The list of top long-term salaries is dominated by baseball players, largely because of their lengthier careers. The physical grind on a baseball player isn’t quite as arduous as in football, basketball or hockey.
The top salary among basketball players is James Harden’s $228 million agreement with the NBA Houston Rockets for 2017 to 2023. Harden’s salary is eighth overall.
Indianapolis Colts quarterback Andrew Luck is No. 1 in total salary among football players, but just 43rd overall. Luck is working on a $139.1 million deal for 2016 through 2022.
At 6-foot-6 and 245 pounds, Stanton looks like he could play football and basketball, and he did at Notre Dame High School in Sherman Oaks, Calif. He passed on numerous baseball scholarships and football offers from the likes of UCLA and the University of Southern California to pursue pro baseball.
In 2007, he was the Marlins’ second round pick. He made his big league debut in Miami in 2010.
Born in Panorama City, Calif., his full name is Giancarlo Cruz Michael Stanton. He went by Mike and Mikey earlier in his career before asking to be called Giancarlo. He considers himself “Afro Puerto Rican American” and Irish. The Puerto Rican comes from his mother’s side of the family.
Clearly he is among the top attractions in the game and is well compensated for his entertainment value. Broken down, the right-handed powerhouse makes about $154,000 per game and some $31,000 per time at bat.

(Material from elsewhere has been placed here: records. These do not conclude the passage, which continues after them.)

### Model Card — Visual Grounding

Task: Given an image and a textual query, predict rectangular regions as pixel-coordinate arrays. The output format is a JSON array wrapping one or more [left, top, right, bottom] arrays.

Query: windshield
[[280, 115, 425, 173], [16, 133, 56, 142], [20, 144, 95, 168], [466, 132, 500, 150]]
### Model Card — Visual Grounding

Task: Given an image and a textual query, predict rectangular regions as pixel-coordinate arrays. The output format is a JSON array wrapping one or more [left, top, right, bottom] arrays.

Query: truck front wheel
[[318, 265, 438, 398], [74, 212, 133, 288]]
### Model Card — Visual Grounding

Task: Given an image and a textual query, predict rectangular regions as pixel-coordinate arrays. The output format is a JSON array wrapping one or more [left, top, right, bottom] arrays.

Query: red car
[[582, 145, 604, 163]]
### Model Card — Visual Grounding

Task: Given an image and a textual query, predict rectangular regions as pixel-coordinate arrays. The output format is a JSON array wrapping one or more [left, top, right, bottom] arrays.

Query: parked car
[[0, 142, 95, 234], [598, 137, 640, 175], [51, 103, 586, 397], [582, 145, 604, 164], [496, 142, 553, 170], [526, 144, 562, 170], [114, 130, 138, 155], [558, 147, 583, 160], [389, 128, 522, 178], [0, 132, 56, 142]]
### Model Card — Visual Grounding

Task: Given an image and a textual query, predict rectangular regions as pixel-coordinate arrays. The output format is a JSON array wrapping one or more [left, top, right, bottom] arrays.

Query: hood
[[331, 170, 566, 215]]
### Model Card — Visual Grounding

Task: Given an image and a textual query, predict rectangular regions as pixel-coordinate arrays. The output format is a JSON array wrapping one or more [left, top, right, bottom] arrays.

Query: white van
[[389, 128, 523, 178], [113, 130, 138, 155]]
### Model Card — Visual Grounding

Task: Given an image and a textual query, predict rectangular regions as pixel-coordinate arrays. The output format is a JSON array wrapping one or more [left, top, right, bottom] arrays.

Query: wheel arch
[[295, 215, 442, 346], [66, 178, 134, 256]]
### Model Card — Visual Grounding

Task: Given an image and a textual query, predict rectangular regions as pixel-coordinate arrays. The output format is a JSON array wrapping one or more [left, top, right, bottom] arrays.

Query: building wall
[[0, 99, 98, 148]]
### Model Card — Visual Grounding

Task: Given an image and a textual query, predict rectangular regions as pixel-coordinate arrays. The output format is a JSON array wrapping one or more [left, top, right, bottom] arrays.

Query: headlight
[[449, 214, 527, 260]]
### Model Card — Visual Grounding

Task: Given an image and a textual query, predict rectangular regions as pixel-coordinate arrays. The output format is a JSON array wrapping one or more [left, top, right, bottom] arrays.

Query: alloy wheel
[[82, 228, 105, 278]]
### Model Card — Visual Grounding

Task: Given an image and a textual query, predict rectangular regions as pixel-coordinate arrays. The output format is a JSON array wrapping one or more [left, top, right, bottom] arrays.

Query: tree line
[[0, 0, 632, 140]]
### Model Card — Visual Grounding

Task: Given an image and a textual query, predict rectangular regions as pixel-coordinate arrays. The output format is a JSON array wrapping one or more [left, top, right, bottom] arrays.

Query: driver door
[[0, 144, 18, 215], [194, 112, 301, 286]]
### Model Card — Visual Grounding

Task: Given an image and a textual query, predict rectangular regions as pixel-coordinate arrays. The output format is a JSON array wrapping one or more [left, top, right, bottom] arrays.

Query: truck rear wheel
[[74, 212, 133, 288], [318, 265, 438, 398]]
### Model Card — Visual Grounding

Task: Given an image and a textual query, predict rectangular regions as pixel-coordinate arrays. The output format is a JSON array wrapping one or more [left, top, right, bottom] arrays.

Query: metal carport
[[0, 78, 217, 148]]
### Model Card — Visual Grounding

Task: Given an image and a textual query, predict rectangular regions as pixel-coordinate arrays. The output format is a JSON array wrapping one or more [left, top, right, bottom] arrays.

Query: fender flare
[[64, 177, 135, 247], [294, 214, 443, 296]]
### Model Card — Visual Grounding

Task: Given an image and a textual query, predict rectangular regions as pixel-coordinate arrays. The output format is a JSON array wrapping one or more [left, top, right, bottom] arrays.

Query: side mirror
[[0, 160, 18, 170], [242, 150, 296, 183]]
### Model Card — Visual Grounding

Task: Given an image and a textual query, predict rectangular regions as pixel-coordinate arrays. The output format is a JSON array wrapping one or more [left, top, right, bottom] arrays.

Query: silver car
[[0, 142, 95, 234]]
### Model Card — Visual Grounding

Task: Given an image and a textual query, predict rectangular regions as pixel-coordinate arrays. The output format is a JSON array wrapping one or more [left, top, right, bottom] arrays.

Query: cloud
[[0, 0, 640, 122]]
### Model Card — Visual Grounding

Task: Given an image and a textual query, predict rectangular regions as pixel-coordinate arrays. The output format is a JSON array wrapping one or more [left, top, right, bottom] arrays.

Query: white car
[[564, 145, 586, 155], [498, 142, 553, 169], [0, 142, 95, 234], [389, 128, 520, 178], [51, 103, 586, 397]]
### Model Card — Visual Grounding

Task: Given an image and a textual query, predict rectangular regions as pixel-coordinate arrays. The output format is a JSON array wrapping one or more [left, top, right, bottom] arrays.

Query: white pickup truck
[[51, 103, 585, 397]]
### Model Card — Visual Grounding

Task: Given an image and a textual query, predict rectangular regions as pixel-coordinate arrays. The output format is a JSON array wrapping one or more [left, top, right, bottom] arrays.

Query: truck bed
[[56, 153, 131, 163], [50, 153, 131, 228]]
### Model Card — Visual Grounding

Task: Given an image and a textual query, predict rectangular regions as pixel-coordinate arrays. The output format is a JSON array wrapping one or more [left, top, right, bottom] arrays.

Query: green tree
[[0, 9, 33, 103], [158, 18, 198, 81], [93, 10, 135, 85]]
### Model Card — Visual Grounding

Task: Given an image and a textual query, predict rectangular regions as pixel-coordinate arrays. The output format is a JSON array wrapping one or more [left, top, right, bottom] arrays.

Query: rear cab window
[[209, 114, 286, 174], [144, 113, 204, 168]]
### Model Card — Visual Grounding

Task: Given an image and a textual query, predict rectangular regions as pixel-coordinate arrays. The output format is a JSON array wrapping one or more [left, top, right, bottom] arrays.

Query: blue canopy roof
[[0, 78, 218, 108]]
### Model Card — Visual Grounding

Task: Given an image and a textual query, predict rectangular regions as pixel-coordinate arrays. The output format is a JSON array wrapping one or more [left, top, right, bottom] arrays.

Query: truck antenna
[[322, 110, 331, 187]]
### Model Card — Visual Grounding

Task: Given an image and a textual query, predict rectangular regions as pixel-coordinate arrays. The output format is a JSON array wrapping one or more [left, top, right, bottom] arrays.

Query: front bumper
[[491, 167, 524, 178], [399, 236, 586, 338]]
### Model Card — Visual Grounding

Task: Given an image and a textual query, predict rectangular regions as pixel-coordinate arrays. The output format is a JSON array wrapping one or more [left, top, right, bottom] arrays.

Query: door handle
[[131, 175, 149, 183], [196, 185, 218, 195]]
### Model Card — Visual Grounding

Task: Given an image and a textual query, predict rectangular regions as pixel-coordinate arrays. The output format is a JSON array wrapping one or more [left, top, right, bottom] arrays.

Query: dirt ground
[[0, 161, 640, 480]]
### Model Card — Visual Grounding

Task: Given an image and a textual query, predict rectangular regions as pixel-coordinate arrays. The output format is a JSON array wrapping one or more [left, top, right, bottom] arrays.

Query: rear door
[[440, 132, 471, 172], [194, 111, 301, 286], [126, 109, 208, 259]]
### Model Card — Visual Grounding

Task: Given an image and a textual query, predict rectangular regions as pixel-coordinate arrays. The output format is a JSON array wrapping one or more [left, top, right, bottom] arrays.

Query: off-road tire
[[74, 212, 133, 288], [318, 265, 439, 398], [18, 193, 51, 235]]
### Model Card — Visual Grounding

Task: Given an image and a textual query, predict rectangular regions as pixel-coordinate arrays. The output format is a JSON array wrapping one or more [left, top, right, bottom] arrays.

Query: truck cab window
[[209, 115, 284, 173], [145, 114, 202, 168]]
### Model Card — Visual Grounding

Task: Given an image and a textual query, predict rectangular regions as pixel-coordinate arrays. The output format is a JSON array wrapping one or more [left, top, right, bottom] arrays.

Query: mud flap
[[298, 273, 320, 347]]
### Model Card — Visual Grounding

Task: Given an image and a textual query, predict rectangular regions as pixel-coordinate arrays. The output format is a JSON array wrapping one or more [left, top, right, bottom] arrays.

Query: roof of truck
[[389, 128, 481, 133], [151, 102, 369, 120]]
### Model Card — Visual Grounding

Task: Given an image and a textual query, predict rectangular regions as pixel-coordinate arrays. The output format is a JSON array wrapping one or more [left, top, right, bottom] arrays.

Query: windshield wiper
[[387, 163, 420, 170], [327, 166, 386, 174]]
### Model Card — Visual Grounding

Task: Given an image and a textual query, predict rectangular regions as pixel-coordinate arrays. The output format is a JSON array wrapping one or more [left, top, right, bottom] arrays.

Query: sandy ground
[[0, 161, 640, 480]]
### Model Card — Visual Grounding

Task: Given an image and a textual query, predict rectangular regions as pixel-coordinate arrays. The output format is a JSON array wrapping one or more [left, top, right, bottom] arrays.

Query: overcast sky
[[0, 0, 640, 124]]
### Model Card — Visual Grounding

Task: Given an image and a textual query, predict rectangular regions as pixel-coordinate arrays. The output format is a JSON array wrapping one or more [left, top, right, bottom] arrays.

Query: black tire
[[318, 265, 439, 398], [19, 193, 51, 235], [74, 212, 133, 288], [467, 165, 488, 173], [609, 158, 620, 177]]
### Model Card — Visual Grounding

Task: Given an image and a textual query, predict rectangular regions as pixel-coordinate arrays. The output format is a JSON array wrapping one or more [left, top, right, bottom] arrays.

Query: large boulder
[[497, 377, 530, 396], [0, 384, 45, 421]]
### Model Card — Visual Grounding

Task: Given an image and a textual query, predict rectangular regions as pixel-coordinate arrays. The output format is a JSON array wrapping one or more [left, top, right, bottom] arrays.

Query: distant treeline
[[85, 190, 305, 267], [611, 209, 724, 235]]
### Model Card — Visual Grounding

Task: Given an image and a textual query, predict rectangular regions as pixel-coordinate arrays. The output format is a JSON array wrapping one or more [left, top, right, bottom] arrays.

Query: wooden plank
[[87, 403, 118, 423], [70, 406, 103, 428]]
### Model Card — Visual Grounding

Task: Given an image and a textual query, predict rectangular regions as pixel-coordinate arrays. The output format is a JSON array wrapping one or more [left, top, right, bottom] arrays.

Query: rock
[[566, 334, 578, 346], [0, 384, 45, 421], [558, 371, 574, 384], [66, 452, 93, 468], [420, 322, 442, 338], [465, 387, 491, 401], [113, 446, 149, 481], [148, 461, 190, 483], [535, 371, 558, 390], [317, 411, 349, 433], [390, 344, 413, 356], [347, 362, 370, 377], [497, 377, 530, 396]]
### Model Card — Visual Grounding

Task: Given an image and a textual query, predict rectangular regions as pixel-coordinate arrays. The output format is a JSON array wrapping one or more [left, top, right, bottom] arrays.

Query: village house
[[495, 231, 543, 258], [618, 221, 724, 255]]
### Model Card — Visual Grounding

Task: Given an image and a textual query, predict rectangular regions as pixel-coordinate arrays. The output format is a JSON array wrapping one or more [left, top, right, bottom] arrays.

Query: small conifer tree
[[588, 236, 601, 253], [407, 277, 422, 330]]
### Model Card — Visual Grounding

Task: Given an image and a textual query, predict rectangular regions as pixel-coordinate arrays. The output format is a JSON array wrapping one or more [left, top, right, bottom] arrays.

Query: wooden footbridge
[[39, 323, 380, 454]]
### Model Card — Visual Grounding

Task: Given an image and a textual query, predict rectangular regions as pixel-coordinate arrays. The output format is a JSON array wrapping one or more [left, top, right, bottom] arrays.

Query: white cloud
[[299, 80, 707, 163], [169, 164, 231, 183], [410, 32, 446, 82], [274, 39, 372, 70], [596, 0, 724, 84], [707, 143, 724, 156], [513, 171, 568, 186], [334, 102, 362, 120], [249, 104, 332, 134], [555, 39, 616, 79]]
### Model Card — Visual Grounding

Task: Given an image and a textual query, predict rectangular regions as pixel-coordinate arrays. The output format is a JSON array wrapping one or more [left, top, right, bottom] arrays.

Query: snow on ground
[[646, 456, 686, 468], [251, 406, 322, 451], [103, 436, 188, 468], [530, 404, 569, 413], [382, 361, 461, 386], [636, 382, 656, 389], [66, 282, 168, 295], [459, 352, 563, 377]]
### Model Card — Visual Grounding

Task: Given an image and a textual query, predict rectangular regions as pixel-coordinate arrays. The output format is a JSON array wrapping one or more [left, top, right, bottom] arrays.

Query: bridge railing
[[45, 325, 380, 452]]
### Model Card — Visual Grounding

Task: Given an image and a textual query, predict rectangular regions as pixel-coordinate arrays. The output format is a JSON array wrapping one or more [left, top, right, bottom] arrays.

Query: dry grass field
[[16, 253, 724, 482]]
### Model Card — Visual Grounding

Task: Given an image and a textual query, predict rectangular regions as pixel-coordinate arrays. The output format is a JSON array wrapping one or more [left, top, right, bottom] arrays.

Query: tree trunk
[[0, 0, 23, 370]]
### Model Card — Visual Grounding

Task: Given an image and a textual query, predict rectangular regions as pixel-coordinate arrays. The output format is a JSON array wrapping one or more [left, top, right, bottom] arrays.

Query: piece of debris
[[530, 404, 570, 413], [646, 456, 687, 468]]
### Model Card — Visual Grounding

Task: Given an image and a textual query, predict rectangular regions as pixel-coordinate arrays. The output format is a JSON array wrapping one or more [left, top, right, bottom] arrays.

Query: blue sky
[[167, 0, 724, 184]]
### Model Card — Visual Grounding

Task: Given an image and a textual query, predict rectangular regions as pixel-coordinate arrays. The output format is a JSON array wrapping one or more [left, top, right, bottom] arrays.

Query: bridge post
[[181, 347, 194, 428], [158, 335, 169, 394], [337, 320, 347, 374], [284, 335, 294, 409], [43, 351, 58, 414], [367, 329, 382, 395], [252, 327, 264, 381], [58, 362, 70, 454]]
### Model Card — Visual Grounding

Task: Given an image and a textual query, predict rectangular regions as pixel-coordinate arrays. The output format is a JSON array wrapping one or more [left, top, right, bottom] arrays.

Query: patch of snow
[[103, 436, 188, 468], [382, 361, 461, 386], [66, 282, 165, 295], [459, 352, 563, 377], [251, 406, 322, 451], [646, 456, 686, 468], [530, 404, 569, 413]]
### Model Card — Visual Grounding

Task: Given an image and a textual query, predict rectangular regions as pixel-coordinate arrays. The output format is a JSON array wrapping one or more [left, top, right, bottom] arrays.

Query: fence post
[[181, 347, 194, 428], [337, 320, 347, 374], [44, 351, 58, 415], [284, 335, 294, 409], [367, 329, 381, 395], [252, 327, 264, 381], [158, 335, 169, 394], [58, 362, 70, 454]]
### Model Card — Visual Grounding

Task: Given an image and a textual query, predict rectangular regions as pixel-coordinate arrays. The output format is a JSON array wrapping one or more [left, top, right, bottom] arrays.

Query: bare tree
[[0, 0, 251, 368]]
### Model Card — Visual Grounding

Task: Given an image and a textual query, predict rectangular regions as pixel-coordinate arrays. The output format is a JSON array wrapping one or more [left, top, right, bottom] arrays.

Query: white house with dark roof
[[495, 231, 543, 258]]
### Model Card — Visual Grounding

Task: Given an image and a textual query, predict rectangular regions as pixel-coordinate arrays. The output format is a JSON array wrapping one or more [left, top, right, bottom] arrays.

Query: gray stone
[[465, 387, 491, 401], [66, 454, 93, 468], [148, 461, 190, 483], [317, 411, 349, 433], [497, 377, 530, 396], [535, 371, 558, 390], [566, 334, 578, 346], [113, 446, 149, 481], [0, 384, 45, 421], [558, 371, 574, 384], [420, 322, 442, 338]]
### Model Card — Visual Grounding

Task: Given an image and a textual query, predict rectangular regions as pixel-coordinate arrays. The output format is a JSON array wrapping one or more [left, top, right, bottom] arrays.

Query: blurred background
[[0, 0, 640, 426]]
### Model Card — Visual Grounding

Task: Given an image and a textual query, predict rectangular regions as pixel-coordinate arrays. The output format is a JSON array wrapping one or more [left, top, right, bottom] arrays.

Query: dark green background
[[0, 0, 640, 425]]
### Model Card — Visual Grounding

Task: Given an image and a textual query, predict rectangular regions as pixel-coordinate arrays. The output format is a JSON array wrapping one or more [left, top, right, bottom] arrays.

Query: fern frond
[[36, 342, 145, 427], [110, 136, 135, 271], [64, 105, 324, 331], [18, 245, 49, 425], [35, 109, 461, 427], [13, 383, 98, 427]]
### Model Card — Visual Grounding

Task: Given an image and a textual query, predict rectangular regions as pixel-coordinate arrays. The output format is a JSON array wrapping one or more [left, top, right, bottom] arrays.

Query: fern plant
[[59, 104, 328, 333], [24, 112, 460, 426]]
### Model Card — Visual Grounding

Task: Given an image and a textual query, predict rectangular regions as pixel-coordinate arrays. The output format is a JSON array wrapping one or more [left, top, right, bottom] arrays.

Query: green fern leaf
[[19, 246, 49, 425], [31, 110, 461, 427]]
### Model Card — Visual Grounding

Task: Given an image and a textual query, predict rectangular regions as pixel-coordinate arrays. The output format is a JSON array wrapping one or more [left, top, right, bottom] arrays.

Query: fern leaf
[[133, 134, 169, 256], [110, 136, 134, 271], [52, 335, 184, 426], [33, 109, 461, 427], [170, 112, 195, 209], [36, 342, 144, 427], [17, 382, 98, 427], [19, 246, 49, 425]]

Few fans dare to leave their seats to buy popcorn when Stanton is headed to the plate. There is always the expectation that something other worldly is about to happen. At age 27, he is a four-time, National League All-Star with 265 career homers entering this week.
With good health, which is never a certainty, he eventually could challenge Barry Bonds’ career home run record of 762 set between 1986 and 2001. That would require Stanton to average around 50 per season for the next 10 years, a far-fetched goal for the masses, but realistic for someone of Stanton’s rare talents.